Он говорил и говорил, почти один, говорил, чтобы не дать повиснуть той гнетущей тишине, которая — чудилось — стоит за их плечами.
Но Леонид не мог долго выдерживать напряжение. Он скоро поднялся и простился, унося с собой впечатление, что у друга что-то неблагополучно. Он знал о чувствах Олеся к Марине, но вряд ли только этим объяснялось все, что происходит в его семье.
Беззаботный и веселый Леонид знал, конечно, что существуют несчастливые семьи, что не все складывается так, как хочет человек, но на собственном опыте он пока еще не испытал этого и потому вряд ли согласился бы с тем печальным утверждением, что жизнь — школа, в которой несчастье — лучший учитель, чем счастье.
Леонид настолько глубоко задумался, что едва не столкнулся с прохожим. Торопливый рывок в сторону, взаимные извинения — и он пришел в себя и огляделся.
Дневной жар заметно спадал, солнце низко висело над домами, и их длинные тени наискосок пересекали асфальт.
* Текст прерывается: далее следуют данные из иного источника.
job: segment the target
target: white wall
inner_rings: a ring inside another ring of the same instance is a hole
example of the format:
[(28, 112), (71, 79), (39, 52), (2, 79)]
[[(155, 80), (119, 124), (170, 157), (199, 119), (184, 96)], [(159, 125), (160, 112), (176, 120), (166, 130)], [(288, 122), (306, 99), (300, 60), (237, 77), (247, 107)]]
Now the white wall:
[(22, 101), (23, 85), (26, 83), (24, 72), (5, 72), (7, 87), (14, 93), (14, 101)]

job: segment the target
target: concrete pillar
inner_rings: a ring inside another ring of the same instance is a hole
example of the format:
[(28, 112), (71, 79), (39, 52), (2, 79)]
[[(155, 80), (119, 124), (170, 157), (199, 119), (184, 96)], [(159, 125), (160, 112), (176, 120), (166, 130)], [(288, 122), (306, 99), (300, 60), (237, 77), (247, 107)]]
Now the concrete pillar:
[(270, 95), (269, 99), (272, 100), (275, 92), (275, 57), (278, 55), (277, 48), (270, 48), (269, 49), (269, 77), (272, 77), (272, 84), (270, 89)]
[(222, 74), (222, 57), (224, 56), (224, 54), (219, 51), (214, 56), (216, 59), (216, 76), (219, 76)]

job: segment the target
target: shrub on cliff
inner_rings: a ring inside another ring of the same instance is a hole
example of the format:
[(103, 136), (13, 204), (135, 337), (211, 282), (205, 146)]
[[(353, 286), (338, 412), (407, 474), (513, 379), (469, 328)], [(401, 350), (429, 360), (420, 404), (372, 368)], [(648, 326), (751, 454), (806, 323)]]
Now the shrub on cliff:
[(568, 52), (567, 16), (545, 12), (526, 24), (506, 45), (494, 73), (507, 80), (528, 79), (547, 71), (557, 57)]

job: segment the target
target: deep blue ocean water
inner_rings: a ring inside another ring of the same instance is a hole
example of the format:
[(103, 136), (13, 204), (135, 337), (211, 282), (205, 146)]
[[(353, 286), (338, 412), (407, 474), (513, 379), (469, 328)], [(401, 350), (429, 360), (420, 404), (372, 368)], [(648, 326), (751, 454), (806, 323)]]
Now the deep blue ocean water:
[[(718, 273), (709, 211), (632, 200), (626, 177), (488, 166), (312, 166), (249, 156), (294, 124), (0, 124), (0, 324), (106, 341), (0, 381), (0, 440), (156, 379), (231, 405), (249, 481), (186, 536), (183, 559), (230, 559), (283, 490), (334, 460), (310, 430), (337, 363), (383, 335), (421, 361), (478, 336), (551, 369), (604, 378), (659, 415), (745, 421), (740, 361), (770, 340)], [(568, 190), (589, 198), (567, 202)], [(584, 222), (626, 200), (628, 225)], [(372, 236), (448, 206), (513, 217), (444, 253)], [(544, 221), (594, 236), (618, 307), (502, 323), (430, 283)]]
В сквере, отделенном от панели чугунной, легкого рисунка решеткой, журчала вода из открытых для поливки кранов летнего водопровода, и это журчанье было слышно несмотря на шум — звонки трамваев, гудки машин, крики и смех играющих детей. В больших многоэтажных домах на проспекте Победы были открыты все окна и балконные двери, а во дворах на привычных местах беседовали группы женщин, играли баяны, заливалась и а всю улицу шальная радиола, кое-где уже яростно хлопали костяшки домино.